The Hamish Canham essay prize

An essay prize open to current and former students of M7, M9, M16, M33 and M34

Current and former students of M7, M9, M16, M33, M34 and alumni are invited to submit a non-clinical paper or essay for The Hamish Canham (Applied) Prize. The judges are looking for an original paper and this might be a revised version of a submission for your course. We hope the prize winner will also consider submitting the entry for publication.

In memory of Hamish Canham’s exceptional writing ability, we aim to encourage new writers and would be pleased to discuss the possibility and suggest relevant journals.

The subject could be on the themes of infant observation, work discussion, young child observation OR a paper on psychoanalytic thinking. This could include an approach to something in the arts or a social or political issue.

The judging panel will include someone from the wider professional community, a representative of the Tavistock Child Psychotherapy discipline, and one course lead.

Next submission date

The essay prize is currently closed for entries, but we will publish the next date here and also in our student and alumni newsletters

Hamish Canham

Hamish Canham was an outstandingly gifted child psychotherapist. In his clinical work with severely disturbed children, in his role as a teacher here at the Tavistock and Portman, and in the originality of his research and writing, he made a valuable contribution to the development of our profession.


Hamish grew up in Highgate, north London. When his family moved to a farm in east Sussex, he went as a boarder to Gordonstoun school in Scotland. He had an unusually wide range of interests, including literature, pottery and country pursuits, such as shooting, which he later gave up. After considering a variety of careers, he opted to read psychology at Manchester University.

His ideas about what mattered in the subject were rather different from those taught to undergraduates, but he found his way through with characteristic determination. Unusually, he decided to train as a child psychotherapist before graduating, and I met him when he came to the Tavistock clinic for a discussion. I was struck by this very tall, highly educated young man who imagined himself working with troubled young people.

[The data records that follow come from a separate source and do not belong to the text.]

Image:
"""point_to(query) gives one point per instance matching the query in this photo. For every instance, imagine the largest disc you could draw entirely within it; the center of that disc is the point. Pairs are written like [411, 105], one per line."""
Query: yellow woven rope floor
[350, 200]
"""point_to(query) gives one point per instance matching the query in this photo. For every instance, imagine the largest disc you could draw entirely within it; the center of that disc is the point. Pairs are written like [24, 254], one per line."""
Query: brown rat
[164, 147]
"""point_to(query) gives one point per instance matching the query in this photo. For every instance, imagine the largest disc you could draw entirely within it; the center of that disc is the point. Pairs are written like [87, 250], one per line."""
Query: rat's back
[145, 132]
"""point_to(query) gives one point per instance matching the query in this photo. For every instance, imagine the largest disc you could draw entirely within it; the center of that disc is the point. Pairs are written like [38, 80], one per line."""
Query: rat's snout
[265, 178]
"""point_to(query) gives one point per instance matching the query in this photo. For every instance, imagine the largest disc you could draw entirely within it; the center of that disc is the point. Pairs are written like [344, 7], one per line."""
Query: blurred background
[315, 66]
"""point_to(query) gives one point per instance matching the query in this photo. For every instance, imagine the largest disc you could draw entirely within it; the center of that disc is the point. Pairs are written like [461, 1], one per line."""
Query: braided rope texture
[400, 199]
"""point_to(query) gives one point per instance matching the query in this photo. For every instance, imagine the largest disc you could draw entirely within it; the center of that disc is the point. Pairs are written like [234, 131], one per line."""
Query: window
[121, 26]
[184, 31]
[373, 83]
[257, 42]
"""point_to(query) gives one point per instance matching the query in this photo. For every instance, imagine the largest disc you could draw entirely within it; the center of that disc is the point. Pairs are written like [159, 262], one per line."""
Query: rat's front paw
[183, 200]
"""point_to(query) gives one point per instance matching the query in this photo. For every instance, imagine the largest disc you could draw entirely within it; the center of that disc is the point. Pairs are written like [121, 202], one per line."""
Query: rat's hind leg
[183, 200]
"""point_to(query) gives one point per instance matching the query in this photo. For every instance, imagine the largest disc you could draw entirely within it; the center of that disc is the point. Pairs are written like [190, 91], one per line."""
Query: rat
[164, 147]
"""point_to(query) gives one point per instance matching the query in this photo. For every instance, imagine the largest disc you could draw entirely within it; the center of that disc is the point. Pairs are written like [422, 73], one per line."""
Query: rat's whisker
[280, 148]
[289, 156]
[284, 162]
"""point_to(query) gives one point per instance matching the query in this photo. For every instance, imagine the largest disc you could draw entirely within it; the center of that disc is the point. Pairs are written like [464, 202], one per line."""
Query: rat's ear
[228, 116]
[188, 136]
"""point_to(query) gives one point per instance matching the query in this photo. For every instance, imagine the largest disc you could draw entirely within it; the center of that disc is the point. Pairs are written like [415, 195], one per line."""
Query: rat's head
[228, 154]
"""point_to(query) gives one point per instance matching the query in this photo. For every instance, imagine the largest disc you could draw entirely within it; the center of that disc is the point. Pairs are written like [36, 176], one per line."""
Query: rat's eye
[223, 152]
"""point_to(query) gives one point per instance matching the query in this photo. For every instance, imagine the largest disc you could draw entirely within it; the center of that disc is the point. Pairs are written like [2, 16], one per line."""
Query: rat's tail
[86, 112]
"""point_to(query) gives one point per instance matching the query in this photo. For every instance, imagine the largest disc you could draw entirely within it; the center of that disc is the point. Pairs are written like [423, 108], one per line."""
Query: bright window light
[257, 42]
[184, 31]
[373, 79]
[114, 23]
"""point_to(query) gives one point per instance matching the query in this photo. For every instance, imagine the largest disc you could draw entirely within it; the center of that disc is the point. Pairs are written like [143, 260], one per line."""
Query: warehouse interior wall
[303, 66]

While working in residential care homes in Brent and Westminster in the 1980s, Canham demonstrated a natural talent for observing and reflecting on the details of everyday interactions. He showed remarkable patience, imagination and unsentimental accuracy in trying to understand the young people, his colleagues and his own reactions to the distress and chaos he encountered, and was able to use his grasp of the fundamental anxieties that disturbed the children to influence practice.

Managers listened to him because he spoke clearly and convincingly about how the children might be better helped, and the mostly untrained staff supported.

During his six-year training as a child psychotherapist, his clinical skills blossomed in individual and group work with children and adolescents. When he qualified in 1994, he was immediately offered teaching work by the Tavistock, and soon became a sought-after lecturer and clinical superviser. He became joint course tutor, co-running the biggest child psychotherapy training in Britain.

His clarity of exposition, delicacy of feeling and robust conviction in the relevance of child psychotherapy was infectious. He was not afraid to make and stick by unpopular judgments. Though always kind, he had a strong sense of what doing things properly entailed.

His interest in writing grew, and in 2001 he became co-editor of the Journal of Child Psychotherapy, a task he enormously enjoyed. He wrote important papers on the wider application of psychoanalytic ideas, and on difficult technical matters in child psychotherapy. He had a special commitment to work with children who had suffered early deprivation and loss, and who were often living in foster or adoptive families.

In therapy, such children often express themselves in extreme behaviour and are very difficult to tolerate, as they convey some of the confusion, horror and despair lodged in their inner worlds. Hamish wrote about the experience of being with such children in ways that helped others to understand more about what is being communicated, and how this knowledge can be used to help children to digest and recover from early trauma.

His love of literature, pottery and the visual arts remained important throughout his life. With the poet Carole Satyamurti, he edited a book about psychoanalysis and poetry, Acquainted With The Night: Psychoanalysis And The Poetic Imagination. His chapter on Seamus Heaney is an exceptional example of psychoanalytic literary criticism. He is also the inspiration for another Hamish Canham Prize – that of the Poetry Society. Read about the Poetry Society’s Hamish Canham Prize.

His rather private, but passionate, personality found expression in his writing as it did in his work with his patients. At the Tavistock, he found a context in which he could combine his love of psychoanalysis and commitment to public service in the NHS with his explorations of the cross-fertilisation of psychoanalysis and the arts.